Là-dessus est donc arrivée, le 15 avril au soir, la nouvelle de la mise à pied d'un inspecteur du travail de la Marne. Connu au sein du ministère pour ses engagements syndicaux à la CGT, cet agent avait pris l'initiative, quelques heures avant sa suspension, de saisir un tribunal judiciaire en référé pour obliger une association d'aide à domicile de Reims, qui emploie quelque 300 personnes, à équiper ses salariés d'un meilleur matériel de protection. «Il a considéré, voyant que les salariés intervenaient directement sur les personnes, qu'il leur fallait des masques, des charlottes, des blouses à changer à chaque usager», explique Sabine Duménil, secrétaire générale de la CGT dans la Marne.

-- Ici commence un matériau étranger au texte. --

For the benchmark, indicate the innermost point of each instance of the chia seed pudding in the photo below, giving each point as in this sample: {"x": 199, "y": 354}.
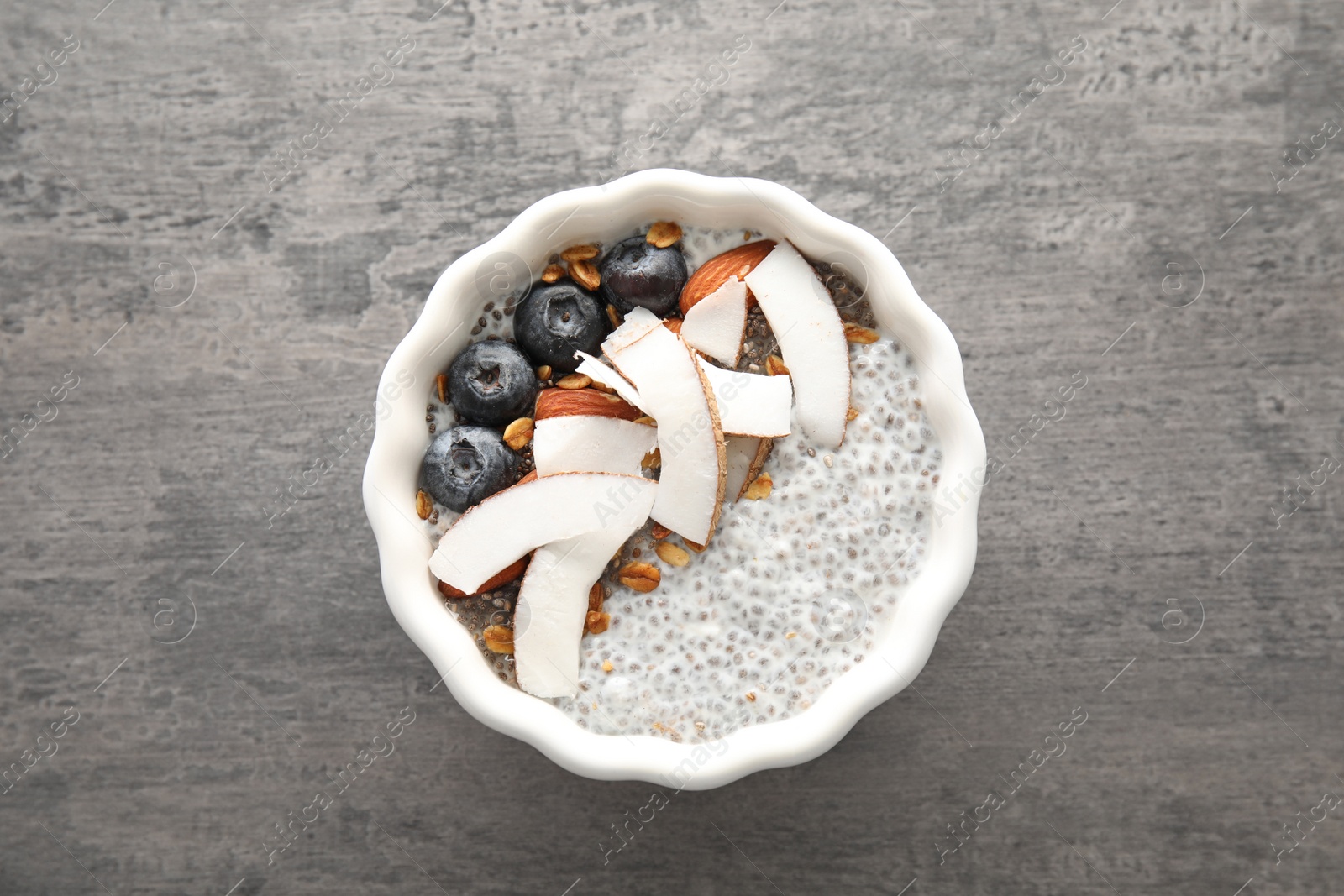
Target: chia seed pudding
{"x": 790, "y": 593}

Mais aux yeux du ministère, qui a publié un communiqué de presse pour le moins flou («sobre», préfère-t-il nous dire), la démarche de l'inspecteur consistait à «enjoindre aux employeurs des conditions de maintien d'activité non conformes aux prescriptions des autorités sanitaires». Qu'est-ce à dire ? On n'en saura pas plus, mais on se souvient que le 3 avril, dans le Nord, un tribunal judiciaire saisi par une inspectrice du travail a ordonné à une grosse association d'aide à domicile de fournir du matériel de protection, et notamment des masques FFP2, à son personnel. Qu'en aurait dit le tribunal judiciaire de la Marne ? On l'ignore : en l'absence de l'inspecteur suspendu, l'audience n'a, de fait, pas pu se tenir.